Karena banjir disebabkan intervensi manusia/perusahaan, maka menurut Merah Kementerian ESDM harus menghentikan pemberian izin tambang dan perkebunan sawit dan melakukan audit terhadap masing-masing perusahaan yang terlibat, ketimbang buang-buang anggaran penanggulangan setiap kali bencana tiba.

Dirjen Mineral dan Batu Bara Kementerian ESDM Ridwan Djamaluddin tidak merespons pesan singkat dan telepon Tirto terkait dugaan ini.

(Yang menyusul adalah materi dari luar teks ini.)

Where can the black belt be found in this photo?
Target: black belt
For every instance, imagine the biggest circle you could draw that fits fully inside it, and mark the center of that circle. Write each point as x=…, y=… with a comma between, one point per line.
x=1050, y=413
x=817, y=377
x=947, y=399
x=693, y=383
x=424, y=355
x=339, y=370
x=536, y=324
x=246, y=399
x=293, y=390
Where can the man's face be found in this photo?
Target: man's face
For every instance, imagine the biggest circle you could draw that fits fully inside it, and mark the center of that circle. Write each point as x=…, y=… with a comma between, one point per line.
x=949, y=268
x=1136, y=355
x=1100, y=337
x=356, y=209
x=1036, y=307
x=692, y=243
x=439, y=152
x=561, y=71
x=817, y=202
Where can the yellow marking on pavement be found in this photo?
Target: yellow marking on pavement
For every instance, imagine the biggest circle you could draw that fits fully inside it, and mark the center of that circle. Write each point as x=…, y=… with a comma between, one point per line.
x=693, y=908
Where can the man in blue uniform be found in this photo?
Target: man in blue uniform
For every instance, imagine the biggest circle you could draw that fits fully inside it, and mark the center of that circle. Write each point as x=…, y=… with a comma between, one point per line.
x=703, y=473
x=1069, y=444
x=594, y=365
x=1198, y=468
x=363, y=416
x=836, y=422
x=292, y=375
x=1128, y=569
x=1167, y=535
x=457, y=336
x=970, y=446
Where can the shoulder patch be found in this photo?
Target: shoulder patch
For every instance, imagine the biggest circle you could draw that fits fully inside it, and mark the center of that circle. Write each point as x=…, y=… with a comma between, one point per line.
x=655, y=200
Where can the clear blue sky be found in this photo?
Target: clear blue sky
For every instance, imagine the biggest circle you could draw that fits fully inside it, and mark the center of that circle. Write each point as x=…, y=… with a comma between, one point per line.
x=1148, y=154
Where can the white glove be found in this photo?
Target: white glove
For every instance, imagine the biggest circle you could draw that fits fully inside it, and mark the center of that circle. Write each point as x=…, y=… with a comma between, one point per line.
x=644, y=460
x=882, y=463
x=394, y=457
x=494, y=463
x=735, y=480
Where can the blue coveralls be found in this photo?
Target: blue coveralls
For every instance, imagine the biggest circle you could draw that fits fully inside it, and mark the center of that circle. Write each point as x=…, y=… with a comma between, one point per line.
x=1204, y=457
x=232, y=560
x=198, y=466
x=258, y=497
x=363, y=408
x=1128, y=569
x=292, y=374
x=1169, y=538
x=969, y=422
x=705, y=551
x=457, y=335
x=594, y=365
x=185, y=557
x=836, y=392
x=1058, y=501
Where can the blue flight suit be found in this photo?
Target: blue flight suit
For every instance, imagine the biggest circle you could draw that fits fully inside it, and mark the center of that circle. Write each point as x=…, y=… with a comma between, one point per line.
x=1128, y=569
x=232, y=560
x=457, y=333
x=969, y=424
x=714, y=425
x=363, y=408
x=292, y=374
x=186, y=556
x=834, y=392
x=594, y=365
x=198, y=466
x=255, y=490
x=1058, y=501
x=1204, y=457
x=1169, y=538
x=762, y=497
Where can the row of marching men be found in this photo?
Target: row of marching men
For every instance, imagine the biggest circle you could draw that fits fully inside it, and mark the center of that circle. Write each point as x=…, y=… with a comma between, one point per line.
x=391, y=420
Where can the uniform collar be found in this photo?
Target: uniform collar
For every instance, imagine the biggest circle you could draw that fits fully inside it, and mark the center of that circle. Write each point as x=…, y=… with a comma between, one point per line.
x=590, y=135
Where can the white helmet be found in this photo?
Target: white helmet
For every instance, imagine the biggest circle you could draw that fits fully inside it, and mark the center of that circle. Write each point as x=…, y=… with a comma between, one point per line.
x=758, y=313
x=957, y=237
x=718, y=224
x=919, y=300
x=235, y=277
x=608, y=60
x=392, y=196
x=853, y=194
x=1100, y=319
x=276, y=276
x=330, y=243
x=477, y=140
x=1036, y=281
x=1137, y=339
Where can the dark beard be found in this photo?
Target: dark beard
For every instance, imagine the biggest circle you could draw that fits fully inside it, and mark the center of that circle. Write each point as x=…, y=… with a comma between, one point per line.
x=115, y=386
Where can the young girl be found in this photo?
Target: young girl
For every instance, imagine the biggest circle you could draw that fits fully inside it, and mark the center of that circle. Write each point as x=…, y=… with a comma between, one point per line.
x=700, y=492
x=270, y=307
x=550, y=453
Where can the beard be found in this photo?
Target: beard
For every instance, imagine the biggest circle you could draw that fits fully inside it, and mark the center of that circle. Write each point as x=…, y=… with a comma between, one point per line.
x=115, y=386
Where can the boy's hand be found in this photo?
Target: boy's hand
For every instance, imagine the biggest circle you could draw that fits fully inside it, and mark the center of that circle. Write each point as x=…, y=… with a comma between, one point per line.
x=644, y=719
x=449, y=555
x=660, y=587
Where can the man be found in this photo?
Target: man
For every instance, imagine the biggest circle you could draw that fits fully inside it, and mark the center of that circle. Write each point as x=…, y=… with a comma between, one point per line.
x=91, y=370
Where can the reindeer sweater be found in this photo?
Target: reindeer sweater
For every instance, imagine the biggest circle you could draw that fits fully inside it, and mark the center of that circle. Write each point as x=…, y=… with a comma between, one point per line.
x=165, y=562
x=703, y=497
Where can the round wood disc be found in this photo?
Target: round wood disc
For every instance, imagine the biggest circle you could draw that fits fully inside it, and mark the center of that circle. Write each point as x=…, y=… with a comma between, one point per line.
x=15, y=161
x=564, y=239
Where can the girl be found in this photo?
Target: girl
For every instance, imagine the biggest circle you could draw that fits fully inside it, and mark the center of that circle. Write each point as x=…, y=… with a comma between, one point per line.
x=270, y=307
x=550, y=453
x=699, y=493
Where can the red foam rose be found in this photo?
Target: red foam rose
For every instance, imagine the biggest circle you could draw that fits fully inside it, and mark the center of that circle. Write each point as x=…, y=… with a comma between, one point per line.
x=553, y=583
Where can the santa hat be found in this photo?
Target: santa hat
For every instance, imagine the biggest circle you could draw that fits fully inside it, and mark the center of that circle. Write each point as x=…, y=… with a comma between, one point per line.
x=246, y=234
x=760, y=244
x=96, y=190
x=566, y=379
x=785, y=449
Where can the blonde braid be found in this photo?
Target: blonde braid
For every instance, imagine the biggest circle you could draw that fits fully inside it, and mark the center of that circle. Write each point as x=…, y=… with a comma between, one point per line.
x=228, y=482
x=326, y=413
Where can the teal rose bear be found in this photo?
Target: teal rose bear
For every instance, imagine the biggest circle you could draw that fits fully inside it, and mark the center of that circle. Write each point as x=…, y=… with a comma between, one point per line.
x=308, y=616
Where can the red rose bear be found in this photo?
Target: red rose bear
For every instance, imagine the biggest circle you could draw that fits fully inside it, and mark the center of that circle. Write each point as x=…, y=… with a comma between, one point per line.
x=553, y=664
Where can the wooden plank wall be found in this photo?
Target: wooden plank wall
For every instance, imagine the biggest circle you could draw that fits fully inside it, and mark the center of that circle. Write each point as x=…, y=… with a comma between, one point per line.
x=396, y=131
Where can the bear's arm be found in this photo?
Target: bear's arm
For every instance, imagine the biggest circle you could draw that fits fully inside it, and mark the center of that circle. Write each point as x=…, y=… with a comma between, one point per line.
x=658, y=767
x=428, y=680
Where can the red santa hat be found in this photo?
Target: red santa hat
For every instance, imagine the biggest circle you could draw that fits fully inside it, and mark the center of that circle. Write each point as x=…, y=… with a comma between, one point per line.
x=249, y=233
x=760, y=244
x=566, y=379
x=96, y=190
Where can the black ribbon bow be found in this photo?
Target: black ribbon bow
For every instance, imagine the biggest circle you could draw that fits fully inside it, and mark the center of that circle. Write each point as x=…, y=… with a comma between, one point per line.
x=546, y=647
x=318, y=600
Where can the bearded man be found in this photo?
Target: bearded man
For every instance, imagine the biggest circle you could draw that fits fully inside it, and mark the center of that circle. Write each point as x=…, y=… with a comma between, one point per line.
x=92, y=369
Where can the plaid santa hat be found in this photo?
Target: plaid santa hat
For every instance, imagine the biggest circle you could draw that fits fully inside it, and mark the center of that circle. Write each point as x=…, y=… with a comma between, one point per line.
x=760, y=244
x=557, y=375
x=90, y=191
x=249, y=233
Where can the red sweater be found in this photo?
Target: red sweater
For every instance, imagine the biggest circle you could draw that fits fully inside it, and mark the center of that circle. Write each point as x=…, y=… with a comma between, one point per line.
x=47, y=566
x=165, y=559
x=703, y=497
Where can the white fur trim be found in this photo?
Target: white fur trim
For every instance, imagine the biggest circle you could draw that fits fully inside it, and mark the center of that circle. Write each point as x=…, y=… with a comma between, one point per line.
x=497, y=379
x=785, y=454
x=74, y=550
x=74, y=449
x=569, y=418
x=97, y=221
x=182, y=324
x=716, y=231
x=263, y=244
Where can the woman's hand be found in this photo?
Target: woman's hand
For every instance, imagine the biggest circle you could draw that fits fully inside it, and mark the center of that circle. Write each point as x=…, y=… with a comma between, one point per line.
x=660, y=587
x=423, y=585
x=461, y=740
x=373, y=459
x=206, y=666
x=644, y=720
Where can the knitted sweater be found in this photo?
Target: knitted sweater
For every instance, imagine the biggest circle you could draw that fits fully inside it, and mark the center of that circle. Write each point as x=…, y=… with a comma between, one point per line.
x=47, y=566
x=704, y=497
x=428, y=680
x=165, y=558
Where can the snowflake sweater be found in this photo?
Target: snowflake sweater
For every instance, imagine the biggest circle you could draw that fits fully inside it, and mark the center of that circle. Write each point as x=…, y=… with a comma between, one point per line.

Banjir awal tahun ini merendam sepuluh dari 14 kabupaten kota. Pusat Data Informasi dan Komunikasi Kebencanaan Badan Nasional Penanggulangan Bencana (BNPB) mencatat per Minggu (17/1/2021) sebanyak 24.379 rumah terendam, 39.549 warga mengungsi, dan 15 orang meninggal dunia. Dampak paling signifikan terjadi di Kabupaten Batola dengan 28.400 jiwa terdampak. Pemerintah provinsi telah menetapkan status tanggap darurat bencana per 14 Januari 2021.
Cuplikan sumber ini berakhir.